One aspect of the episode which is very, very Roddenberry, and not really touched upon much when Bread and Circuses is discussed, is that it is essentially about personal principles and honour. As we are repeatedly told, the Enterprise is quite capable of laying waste to the Roman planet – whatever perils Kirk and the others face arise solely from their dedication to the principle of the Prime Directive and their duty to the other members of the crew. This being Star Trek, naturally they stick to their principles even in extremis, and in doing so inspire Merik to regain a little of his own honour by assisting them in their escape.

And it is just an escape: unlike their visits to the planet of the Nazis or the planet of the gangsters from earlier in the season, things on Romanworld are left more or less unchanged by the end of the Enterprise crew’s visit. (This is one of those rare occasions where the Prime Directive is actually respected, full stop, no quibbling.) It should be a slightly downbeat ending, but it isn’t, and that’s of course due to the rather hokey revelation that the Sun worshippers they’ve been hanging out with all episode are actually Son (of God) worshippers – good job they stressed the (utterly implausible) fact that the Romans speak contemporary English, or this gag would be dead in the water.

You know, I’m prepared to bet that when and if Star Trek: Discovery appears on our screens, it’s not going to include scenes where members of the supposedly humanistic and (at best) agnostic Federation sit around marvelling at the explicit influence of the Christian God over interplanetary affairs. (Kirk almost seems ready to beam back down and start handing out tracts outside railway stations.) There are few things that drive home the cultural shift from Judaeo-Christian dominance to humanistic pluralism quite as powerfully as the fact that this scene, which seems so peculiar to a 21st century audience, probably felt quite unexceptional to many people watching it in 1968.

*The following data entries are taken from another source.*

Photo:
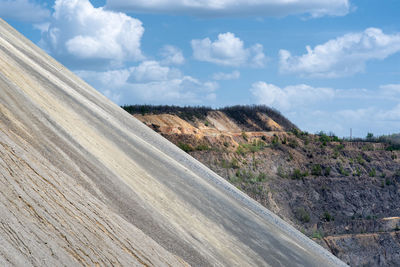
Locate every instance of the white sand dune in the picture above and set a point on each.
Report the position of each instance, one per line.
(83, 182)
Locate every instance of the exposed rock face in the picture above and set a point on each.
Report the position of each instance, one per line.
(345, 195)
(83, 182)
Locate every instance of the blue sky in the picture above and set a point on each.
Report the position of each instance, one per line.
(327, 65)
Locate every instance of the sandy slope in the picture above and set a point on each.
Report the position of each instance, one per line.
(84, 182)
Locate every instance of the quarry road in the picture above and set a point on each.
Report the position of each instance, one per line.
(108, 190)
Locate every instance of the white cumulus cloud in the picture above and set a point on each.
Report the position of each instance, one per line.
(228, 50)
(343, 56)
(274, 8)
(172, 55)
(234, 75)
(23, 10)
(294, 96)
(151, 82)
(82, 31)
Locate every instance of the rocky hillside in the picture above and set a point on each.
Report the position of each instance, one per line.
(342, 194)
(83, 183)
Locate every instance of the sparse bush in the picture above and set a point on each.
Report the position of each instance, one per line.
(234, 164)
(327, 171)
(185, 147)
(261, 177)
(298, 174)
(281, 173)
(202, 147)
(372, 173)
(245, 137)
(302, 215)
(293, 143)
(327, 216)
(316, 170)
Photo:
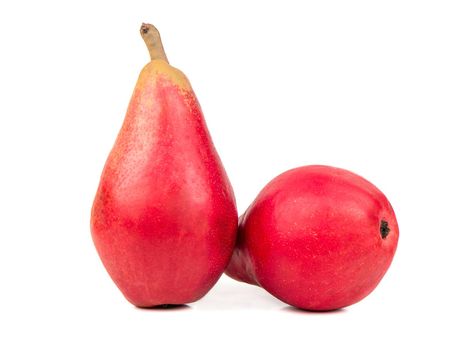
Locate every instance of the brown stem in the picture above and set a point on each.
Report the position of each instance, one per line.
(152, 39)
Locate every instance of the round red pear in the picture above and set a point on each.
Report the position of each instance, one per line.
(316, 237)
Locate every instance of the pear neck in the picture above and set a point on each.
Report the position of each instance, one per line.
(152, 40)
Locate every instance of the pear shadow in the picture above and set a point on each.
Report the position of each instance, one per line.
(165, 308)
(296, 310)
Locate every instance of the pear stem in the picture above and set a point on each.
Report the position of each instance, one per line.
(152, 39)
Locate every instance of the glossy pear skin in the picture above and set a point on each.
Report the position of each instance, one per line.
(164, 218)
(316, 237)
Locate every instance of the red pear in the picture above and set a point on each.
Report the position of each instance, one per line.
(164, 219)
(316, 237)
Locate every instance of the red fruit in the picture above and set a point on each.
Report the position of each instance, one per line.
(164, 219)
(316, 237)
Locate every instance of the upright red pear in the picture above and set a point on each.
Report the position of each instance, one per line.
(164, 218)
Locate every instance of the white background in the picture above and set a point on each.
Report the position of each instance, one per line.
(370, 86)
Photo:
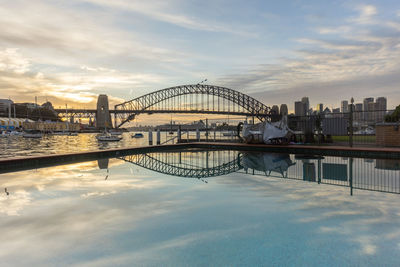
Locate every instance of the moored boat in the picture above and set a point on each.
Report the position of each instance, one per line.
(137, 135)
(108, 137)
(33, 134)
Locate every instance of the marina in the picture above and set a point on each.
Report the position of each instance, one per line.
(176, 194)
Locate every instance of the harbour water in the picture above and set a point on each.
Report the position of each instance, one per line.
(17, 146)
(204, 208)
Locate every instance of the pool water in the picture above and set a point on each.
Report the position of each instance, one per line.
(203, 208)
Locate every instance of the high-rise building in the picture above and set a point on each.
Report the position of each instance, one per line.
(306, 104)
(299, 109)
(367, 113)
(345, 106)
(283, 110)
(357, 115)
(320, 108)
(380, 107)
(371, 111)
(5, 104)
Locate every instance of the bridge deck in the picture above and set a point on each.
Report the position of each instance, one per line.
(32, 162)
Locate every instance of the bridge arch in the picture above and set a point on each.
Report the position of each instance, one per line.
(235, 102)
(168, 163)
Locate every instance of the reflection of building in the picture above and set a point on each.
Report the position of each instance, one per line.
(275, 110)
(49, 126)
(309, 172)
(6, 123)
(306, 104)
(388, 164)
(103, 163)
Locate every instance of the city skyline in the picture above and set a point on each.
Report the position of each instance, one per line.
(275, 52)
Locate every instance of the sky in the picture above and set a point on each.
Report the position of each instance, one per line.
(276, 51)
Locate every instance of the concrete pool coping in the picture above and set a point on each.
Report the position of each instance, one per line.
(41, 161)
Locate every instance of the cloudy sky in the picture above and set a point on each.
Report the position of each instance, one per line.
(277, 51)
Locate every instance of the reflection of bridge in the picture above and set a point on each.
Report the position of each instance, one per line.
(212, 163)
(191, 99)
(189, 164)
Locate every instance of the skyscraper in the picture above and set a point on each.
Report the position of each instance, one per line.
(380, 107)
(357, 112)
(367, 114)
(320, 108)
(306, 104)
(299, 108)
(283, 110)
(345, 106)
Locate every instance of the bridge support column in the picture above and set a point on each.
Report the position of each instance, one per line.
(158, 137)
(103, 117)
(150, 137)
(179, 134)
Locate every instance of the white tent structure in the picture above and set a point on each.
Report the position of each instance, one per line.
(11, 123)
(267, 132)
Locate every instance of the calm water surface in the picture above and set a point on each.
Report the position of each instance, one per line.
(17, 146)
(203, 208)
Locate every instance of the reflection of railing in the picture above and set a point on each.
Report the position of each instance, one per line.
(363, 174)
(194, 164)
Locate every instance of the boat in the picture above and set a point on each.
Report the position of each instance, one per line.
(33, 134)
(137, 135)
(108, 137)
(228, 134)
(113, 132)
(60, 133)
(4, 134)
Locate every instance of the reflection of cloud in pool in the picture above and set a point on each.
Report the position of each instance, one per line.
(357, 217)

So there is, in the end, a weird clash of moralities going on in this episode – on the one hand, the studied moral relativism of the Federation, as embodied in the Prime Directive, where it is totally wrong to assume any single ethical perspective has primacy. And on the other, the will of God, which seems to be pretty much the same across the galaxy. (Actually, if we assume the existence of God, as the episode clearly does, it goes a long way towards explaining just why there are so many identical planets where people speak English in the galaxy – things don’t have to make scientifically rational sense in a theistic universe.) I expect this gives many people a good reason to dislike Bread and Circuses, but, to be honest, the rest of the episode is so strong in the particular virtues of Star Trek that the theological craziness just makes me like it a bit more.